Vagabond Laborer on April 04, 2015:
Gorgeous photos of Athens, Greece: Acropolis - Evening of Orthodox Easter, 1st May, 2005.
My husband and I were in Athens in November of 2014 during the torrential rains. I would like to do a hub about my trip to Greece and you have set the bar very high. Great job!
craftycollector on November 16, 2012:
Lovely pictures that brought back precious memories. 'I also have gazed upon the face of Agamemnon'
anonymous on September 03, 2012:
As a matter of fact, I am halve greek! This is a great lens, thanks for sharing this, I enjoyed it!
anonymous on May 02, 2012:
Beautiful Pictures wonderful for you to share, my Great Grandparents were born and raised there not sure what part, but would love to someday visit...Thank You for sharing..Oh yeah How was the food? Thanks again Cassandra
anonymous on April 17, 2012:
Beautiful pictures and really great choice of places and art !
diamid on April 17, 2012:
Beautiful pictures. Thanks for sharing your odyssey. After a stressful day, these pictures and accompanying insights really brought peace and harmony to my day.
MindPowerProofs1 on April 01, 2012:
Great pictures. Thanks for sharing
Ellen de Casmaker from Powell RIver BC on January 26, 2012:
Just great. We went on our honeymoon and I would so much like to go back
isabella lm on December 25, 2011:
traveller27 on November 06, 2011:
Looks like I should be adding Greece to my list of places to travel to - these photos are amazing! Blessed by a traveling angel.
Tony Payne from Southampton, UK on March 17, 2011:
Wonderful photos, I would love to go to mainland Greece one day. I have been to Corfu and Rhodes, but not to any other areas. I really enjoyed this, Blessed by an angel.
Ellen Brundige (author) from California on March 10, 2011:
@NoYouAreNot: An old Pentax Optio. Of course, these are the best of the batch, and I've used gentle Photoshopping to tweak the contrast and levels. ;)
NoYouAreNot on March 10, 2011:
Like the pics, very clear, colourful, large frame. What camera did you use?
emmaklarkins on March 06, 2011:
These pictures are great! I'll have to show them to my Greek boyfriend :)
Ellen Brundige (author) from California on March 05, 2011:
I'm probably the only person who uses that trick on Squidoo.
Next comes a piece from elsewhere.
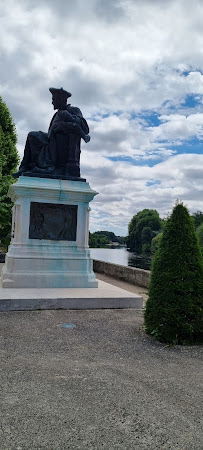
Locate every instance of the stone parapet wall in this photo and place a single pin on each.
(131, 275)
About 10 years ago, when we didn't all have broadband, it was very common for websites to break graphics into "slices" that all loaded together, speeding up load time, and allowing us to make parts of the image clickable or animated. Since each "slice" is its own graphic, you can make it a clickable link by using the usual HTML for "this is a link" around the image code. It's frowned on nowadays, since it's better to KISS and use text links, but it's the only way I could think of to sneak a navigation menu into the bio box with its character limit. :)
Katherine Tyrrell from London on March 05, 2011:
What great pics! I've been to Greece but never done the museums or archeological sites but this provides an incentive. Blessed.
PS How do you that pictorial table of contents thing? Have I missed a trick?